Offense doomed victory


The K-State football team finished its first season back under the helm of head coach Bill Snyder Saturday night in Lincoln, Neb., as the Wildcats closed at 6-6 on the year. Defensively, the Huskers were too much to handle for K-State.

Finishing the game 11-of-31 with 126 yards, senior quarterback Grant Gregory was devastating to watch in the first half as he could not move K-State into the red zone even once. In the second half, the Wildcats made progress but never found the touch to keep a drive alive as they fell to Nebraska 17-3.

In the first half of the matchup, K-State came out and appeared ready to play. The Wildcats pounded the ball down the field 58 yards and finishing the drive with a 44-yard field goal.

But then, it tailed off. Holding Nebraska defensively, the Wildcats continued their onslaught of offensive mistakes, taking themselves out of every chance, position or possibility they got their hands on. In following with last week’s disappointing performance against Missouri, K-State failed to put up a score with anyone but special teams, and went a consecutive nine quarters without any touchdowns to end the season. The last touchdown occurred on Nov. 7 against Kansas when Daniel Thomas took in a five-yard rush.

Giving up two missed field goals and a touchdown lost by a fumble inside the 1-yard line, K-State should have trailed 17-16, but instead were down by fourteen points as the third quarter came to a close. For the second game in a row, strangely enough, the K-State offense coughed up its first attempt at a touchdown inside the 1-yard line and could not recover the momentum.

Nebraska put up 10 points in the first half and the Wildcats seemed in full meltdown mode for the continuation of the game.
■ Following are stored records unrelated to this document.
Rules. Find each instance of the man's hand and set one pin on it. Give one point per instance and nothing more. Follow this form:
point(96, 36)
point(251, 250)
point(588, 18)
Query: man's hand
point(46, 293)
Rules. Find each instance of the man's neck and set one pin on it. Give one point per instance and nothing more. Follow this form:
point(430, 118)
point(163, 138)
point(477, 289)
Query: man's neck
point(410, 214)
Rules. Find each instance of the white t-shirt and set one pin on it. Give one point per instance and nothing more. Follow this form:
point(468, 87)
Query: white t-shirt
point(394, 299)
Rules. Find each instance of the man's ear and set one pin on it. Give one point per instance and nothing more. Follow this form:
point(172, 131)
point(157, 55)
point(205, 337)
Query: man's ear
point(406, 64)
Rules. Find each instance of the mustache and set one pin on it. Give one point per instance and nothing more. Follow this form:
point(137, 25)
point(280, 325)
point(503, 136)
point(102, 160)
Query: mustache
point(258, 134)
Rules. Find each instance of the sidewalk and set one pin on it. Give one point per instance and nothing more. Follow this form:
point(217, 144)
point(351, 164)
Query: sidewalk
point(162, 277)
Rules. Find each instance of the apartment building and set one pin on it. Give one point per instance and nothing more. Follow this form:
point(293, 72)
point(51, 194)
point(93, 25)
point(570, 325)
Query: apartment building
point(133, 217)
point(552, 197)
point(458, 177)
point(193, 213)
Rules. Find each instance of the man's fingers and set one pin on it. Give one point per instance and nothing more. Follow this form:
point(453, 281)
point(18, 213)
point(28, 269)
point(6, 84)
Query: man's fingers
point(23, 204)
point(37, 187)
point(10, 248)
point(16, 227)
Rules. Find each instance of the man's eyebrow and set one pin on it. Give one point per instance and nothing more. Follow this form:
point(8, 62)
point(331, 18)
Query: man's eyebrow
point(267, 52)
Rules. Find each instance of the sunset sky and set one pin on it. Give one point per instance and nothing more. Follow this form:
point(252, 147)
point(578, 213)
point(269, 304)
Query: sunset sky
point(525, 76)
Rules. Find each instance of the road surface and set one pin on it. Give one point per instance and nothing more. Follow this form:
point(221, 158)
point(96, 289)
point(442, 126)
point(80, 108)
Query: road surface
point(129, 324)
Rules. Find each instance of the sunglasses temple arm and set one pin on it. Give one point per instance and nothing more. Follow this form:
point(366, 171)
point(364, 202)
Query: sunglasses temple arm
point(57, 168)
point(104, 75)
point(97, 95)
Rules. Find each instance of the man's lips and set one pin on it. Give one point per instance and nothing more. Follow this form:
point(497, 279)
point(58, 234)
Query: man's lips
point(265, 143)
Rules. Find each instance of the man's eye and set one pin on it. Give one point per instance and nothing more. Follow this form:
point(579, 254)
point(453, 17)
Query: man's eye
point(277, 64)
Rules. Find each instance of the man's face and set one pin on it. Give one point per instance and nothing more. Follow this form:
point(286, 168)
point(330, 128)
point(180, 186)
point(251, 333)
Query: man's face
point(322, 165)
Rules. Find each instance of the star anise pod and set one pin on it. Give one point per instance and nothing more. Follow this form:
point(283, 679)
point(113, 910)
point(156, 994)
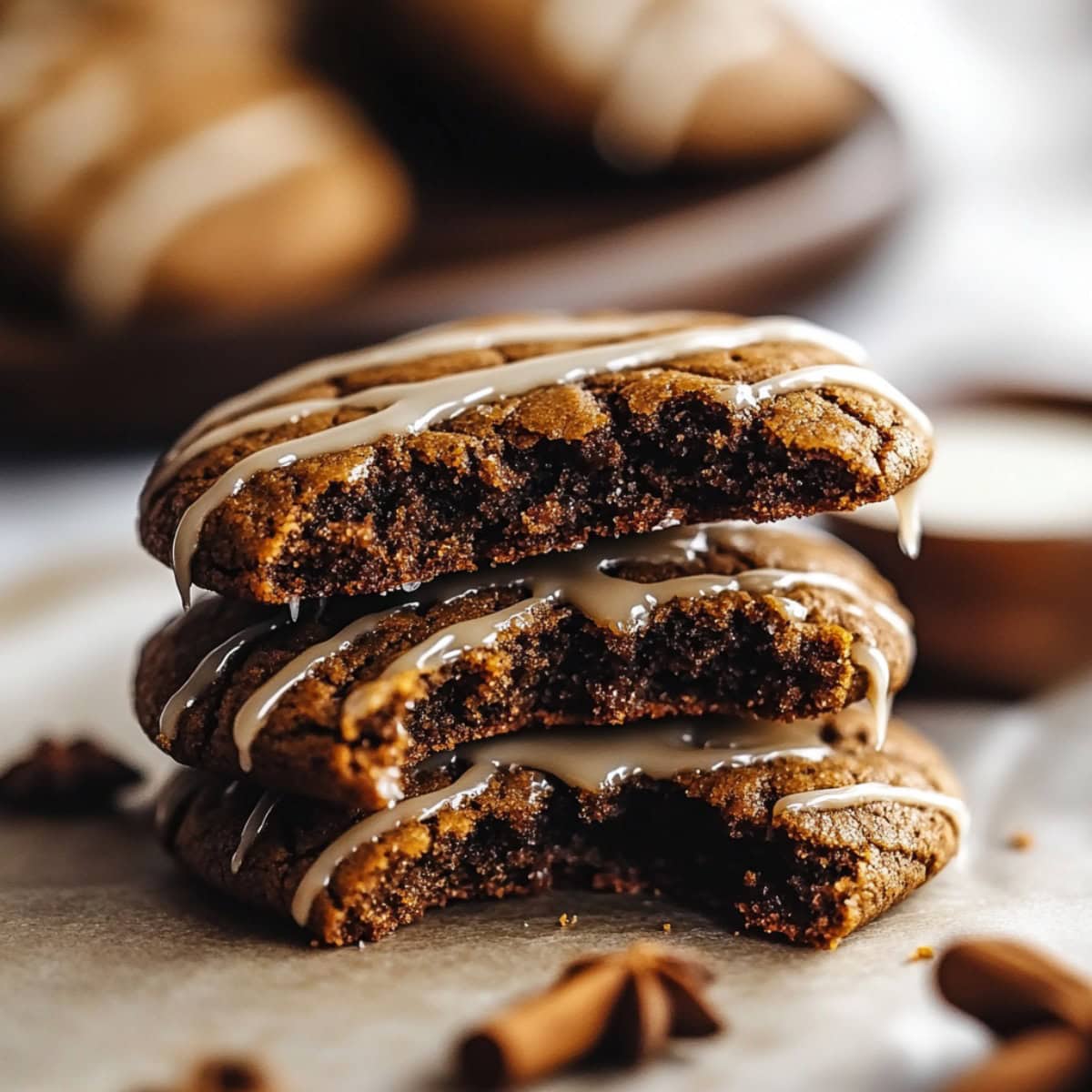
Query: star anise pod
point(618, 1007)
point(61, 779)
point(1041, 1009)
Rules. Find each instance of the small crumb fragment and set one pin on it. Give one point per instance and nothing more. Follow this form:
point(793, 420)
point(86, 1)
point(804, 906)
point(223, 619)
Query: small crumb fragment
point(72, 778)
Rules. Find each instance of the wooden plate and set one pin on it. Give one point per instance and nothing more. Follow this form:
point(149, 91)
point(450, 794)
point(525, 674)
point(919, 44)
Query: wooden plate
point(742, 245)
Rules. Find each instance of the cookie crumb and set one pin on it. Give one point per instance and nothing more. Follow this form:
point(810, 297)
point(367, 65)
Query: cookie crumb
point(75, 778)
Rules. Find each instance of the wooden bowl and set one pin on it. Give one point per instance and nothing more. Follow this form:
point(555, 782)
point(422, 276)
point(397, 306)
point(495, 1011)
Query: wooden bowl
point(995, 615)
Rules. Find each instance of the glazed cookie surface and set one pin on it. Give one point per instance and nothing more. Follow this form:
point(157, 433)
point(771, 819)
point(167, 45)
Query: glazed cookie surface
point(150, 168)
point(802, 831)
point(486, 442)
point(729, 618)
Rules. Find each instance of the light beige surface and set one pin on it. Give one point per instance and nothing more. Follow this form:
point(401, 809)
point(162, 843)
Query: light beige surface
point(116, 971)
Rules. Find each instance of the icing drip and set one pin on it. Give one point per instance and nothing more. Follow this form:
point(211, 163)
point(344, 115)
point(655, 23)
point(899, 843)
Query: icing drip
point(581, 579)
point(234, 157)
point(675, 56)
point(430, 341)
point(177, 791)
point(412, 408)
point(652, 63)
point(254, 827)
point(211, 666)
point(873, 792)
point(591, 760)
point(909, 506)
point(256, 710)
point(28, 49)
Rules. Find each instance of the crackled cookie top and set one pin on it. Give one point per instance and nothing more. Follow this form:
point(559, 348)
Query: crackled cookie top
point(484, 442)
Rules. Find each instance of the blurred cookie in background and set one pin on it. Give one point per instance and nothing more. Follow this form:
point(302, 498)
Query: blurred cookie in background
point(150, 167)
point(651, 83)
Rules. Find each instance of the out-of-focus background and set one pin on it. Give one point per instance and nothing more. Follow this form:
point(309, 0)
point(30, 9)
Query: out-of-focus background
point(195, 195)
point(194, 200)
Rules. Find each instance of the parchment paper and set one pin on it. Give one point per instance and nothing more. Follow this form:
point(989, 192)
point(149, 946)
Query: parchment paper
point(117, 971)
They could not manage to move the ball from the 1-yard line when Nebraska pinned them on a great punt by Alex Henery.

They later lost a full head of steam after Tysyn Hartman pulled in a goal-line interception. K-State could not buy a break. Henery went on to boot a 61-yard punt that rolled out of bounds at the 3-yard line, shutting them down once again.

Nebraska, on the other hand, had an answer for a battered K-State offense at every turn. Although the highly touted Ndamukong Suh had no great punishment to lay down, the defensive line put pressure on Gregory all night and caused him to make plenty of hurried decisions resulting in three-and-outs and an interception late in the second quarter.
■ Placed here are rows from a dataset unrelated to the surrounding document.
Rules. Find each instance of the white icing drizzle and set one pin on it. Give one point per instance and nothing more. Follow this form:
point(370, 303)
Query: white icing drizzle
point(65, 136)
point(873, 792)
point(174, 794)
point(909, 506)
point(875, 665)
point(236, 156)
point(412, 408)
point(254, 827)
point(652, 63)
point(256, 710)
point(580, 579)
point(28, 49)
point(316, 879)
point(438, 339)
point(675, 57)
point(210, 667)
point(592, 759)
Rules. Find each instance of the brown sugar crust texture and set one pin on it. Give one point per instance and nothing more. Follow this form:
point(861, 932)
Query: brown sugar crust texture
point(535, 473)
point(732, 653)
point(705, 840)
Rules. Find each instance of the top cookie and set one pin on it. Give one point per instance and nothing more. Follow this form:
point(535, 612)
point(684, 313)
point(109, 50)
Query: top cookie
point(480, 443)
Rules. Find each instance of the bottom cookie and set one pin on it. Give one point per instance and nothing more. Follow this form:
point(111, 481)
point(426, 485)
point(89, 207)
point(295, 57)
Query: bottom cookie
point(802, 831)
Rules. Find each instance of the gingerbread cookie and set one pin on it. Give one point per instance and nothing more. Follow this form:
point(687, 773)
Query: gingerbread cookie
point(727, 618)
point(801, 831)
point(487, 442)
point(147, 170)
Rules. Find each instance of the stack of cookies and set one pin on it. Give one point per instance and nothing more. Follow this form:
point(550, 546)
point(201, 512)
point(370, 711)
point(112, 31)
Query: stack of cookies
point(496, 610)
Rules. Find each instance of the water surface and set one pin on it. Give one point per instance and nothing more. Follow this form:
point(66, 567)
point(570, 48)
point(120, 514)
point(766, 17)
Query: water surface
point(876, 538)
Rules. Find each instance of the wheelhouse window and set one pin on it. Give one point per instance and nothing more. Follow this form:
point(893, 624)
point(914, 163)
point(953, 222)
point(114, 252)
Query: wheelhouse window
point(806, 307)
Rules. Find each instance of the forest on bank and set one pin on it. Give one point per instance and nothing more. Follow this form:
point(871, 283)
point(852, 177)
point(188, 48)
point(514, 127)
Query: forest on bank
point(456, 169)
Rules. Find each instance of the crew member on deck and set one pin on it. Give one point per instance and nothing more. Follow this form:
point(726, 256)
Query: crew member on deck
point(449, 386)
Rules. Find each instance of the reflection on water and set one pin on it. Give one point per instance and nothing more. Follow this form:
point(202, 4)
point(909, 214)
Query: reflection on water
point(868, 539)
Nebraska’s defense, ranked No. 10 in the nation in total defense coming into the Big 12 North title game, outplayed K-State.

K-State closes the season with a .500 record that gives critics the satisfaction they wanted, saying there was nothing impressive in Manhattan this year. Snyder had a different thought on the matter, however, as he promoted the foundation that was laid this year.

“We made mistakes that cost us a very fine opportunity for our program and for our players and for our seniors,” Snyder said. “I was saddened that we couldn’t deliver that opportunity for our seniors. I was proud of our football team for putting themselves in the position they were in this evening. I wanted our seniors to understand that they will always be a part of the foundation.”

Although Nebraska will turn around to face Texas at the Dr Pepper Big 12 Championship game, it seems unlikely the North would come away with a victory in this up and down season. Both K-State and Nebraska finished the game with under 300 total yards of offense, and both have struggled with consistency for the majority of the year.